Unser tägliches Brot gib uns heute.

Waren sie schon einmal mit dem Bundeskanzler an einem Tisch zum Mittagessen gesessen? Oder mit dem Papst beim Abendessen? Mit dem Bürgermeister oder mit dem Bischof an einem Tisch? Oder vielleicht mit einer Nobelpreisträgerin oder einem Weltfußballer? So außergewöhnlich war es für die Menschen im damaligen Israel, dass dieser Wunderrabbi, zu dem die Menschen von überall her gelaufen sind, um ihm zuzuhören, um geheilt zu werden, um ihn zu berühren, einfach mit Ihnen gemeinsam gegessen hat. Ganz unkompliziert gefragt hat, wer hat Hunger, wer hat noch Brot, wer hat noch Fisch, bei wem kann ich heute zu Gast sein? Und dann das, was da war, geteilt hat. Mit allen, ohne Unterschied. Einfach nur weil er wusste, wie gut es ist mit Jemanden zu essen und zu trinken, den man liebt, dem man zeigen möchte, ich bin gerne mit dir zusammen. Spüren wir nach 2000 Jahren noch wie wunderschön das ist, dass Gott selbst mit uns Brot bricht, dass er mit uns jetzt zu Tisch ist? Pocht unser Herz noch vor Aufregung, dass wir heute zu Tisch sind mit Gott? Sind wir gerührt, dass er unsere Tischgemeinschaft sucht? Nach einer Woche Alltag, nach einer Woche Gelungenem und Misslungenem, da kommt Gott von seinem Himmel und bringt sein Brot mit. Damit  wir ausruhen, dass wir Sonntagsbrot essen, damit wir aufatmen und staunen. Ohne Bedingungen, ohne komplizierte Einladung. Wie wunderschön ist das. Gott möchte sein tägliches Brot mit uns teilen.

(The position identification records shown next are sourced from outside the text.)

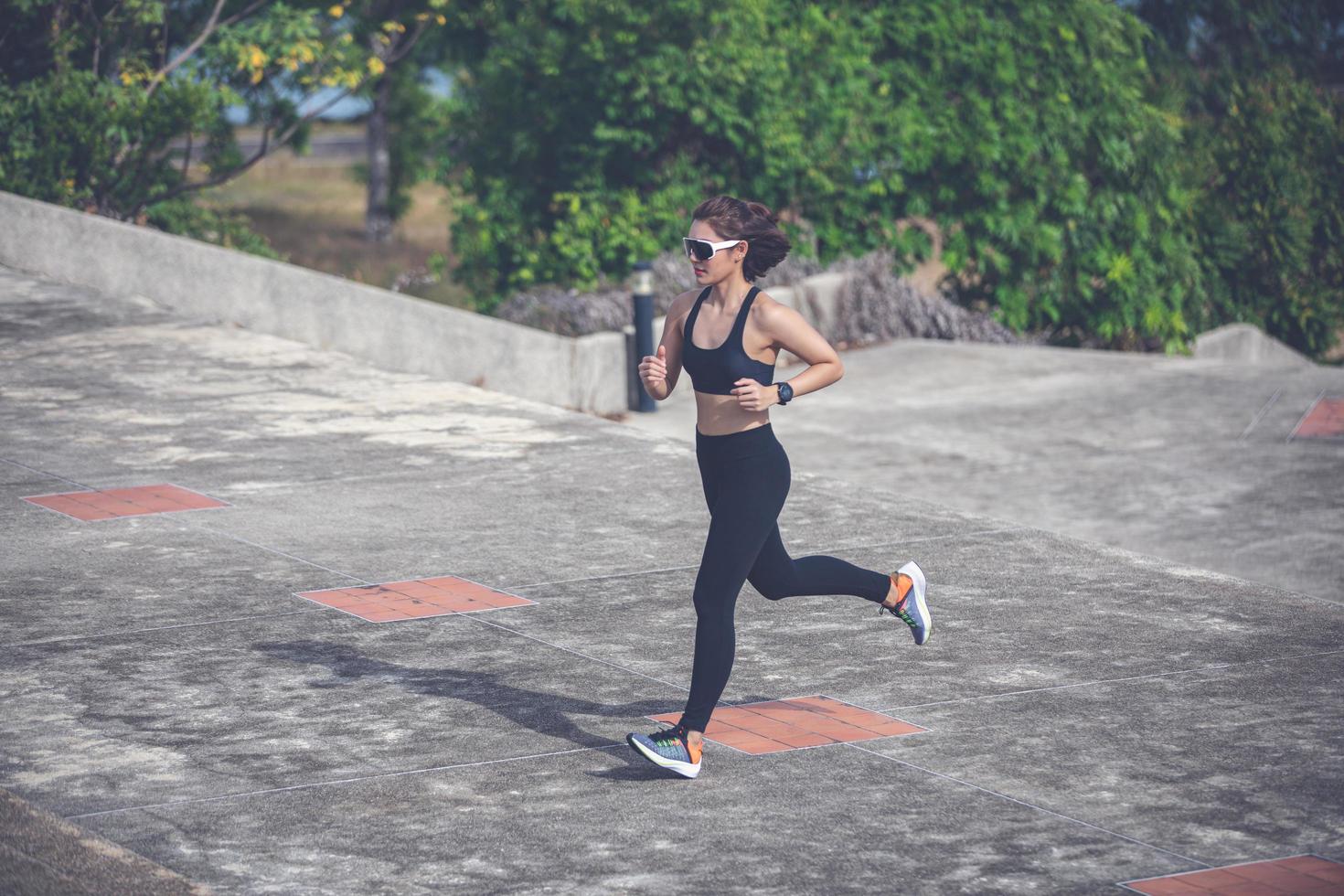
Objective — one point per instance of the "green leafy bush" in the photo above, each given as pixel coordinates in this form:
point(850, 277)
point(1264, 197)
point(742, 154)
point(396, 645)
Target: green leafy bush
point(589, 131)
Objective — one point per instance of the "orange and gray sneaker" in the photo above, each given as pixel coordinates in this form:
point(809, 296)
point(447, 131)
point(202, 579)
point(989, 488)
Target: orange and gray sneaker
point(668, 749)
point(912, 606)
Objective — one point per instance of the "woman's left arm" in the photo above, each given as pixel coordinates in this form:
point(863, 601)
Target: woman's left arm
point(795, 335)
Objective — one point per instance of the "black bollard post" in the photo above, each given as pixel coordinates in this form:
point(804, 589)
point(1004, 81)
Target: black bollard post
point(643, 288)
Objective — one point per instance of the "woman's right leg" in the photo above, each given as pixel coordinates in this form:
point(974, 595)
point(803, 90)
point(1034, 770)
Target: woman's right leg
point(777, 575)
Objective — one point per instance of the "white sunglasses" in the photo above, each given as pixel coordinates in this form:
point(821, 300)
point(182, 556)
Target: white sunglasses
point(702, 251)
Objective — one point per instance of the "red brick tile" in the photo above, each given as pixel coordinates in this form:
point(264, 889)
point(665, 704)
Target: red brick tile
point(1326, 420)
point(755, 744)
point(382, 614)
point(1310, 865)
point(1252, 888)
point(841, 731)
point(411, 600)
point(119, 503)
point(717, 727)
point(1166, 887)
point(417, 589)
point(1296, 875)
point(805, 739)
point(1277, 875)
point(894, 729)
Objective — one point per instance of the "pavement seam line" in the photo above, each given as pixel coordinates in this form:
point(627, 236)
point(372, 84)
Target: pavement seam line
point(1258, 417)
point(1105, 681)
point(1029, 805)
point(337, 781)
point(1306, 414)
point(182, 624)
point(577, 653)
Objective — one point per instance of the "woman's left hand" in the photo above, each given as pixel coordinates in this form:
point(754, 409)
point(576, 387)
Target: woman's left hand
point(752, 397)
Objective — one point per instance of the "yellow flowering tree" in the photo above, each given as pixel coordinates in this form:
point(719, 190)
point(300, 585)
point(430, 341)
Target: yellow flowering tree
point(96, 100)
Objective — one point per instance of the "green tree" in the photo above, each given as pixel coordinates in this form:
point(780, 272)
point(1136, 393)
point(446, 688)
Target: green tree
point(99, 91)
point(1258, 82)
point(586, 131)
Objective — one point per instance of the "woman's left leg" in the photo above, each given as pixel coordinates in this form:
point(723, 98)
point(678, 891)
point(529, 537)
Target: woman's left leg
point(752, 488)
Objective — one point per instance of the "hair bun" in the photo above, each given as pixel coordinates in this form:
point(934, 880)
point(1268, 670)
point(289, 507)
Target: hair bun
point(763, 211)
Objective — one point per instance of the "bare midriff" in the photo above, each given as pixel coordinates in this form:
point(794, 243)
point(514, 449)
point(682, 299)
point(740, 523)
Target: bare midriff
point(720, 415)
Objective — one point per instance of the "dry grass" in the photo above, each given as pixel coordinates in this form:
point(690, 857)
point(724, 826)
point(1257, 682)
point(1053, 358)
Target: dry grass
point(312, 211)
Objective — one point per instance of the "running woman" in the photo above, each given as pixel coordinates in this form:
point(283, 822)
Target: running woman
point(728, 335)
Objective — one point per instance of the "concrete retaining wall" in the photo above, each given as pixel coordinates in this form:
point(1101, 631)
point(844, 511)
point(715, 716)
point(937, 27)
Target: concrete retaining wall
point(385, 328)
point(392, 331)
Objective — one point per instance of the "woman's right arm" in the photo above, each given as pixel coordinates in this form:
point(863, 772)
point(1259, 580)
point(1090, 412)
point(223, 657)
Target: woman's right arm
point(660, 371)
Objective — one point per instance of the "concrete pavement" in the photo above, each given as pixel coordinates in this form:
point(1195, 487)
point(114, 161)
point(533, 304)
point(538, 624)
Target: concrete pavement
point(1093, 715)
point(1180, 458)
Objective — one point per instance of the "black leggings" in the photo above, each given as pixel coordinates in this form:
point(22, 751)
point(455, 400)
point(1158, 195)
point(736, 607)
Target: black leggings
point(746, 478)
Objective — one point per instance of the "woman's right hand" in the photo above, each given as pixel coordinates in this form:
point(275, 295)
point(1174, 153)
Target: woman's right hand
point(654, 371)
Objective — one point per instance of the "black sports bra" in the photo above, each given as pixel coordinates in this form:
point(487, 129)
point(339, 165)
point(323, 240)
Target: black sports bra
point(717, 369)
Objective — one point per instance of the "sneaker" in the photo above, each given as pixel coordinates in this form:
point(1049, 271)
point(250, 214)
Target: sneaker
point(912, 609)
point(668, 749)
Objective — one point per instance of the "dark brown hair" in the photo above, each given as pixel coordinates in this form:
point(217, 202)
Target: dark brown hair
point(752, 222)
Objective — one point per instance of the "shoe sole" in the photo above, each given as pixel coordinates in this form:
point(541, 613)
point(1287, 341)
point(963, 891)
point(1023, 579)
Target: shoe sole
point(683, 769)
point(921, 607)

Unser tägliches Brot gib uns heute. Soviel Sehnsucht nach Leben, nach gemeinsamen Trauern und Lieben, nach Hilfe und Berührung, nach Solidarität und nach Würde, soviel Mensch und soviel Gott, so viel Himmel und so viel Erde steckt in diesem täglichen Brot., So viel Wir und Uns und Unser und Du steckt  in dieser kostbaren Bitte des Vaterunsers.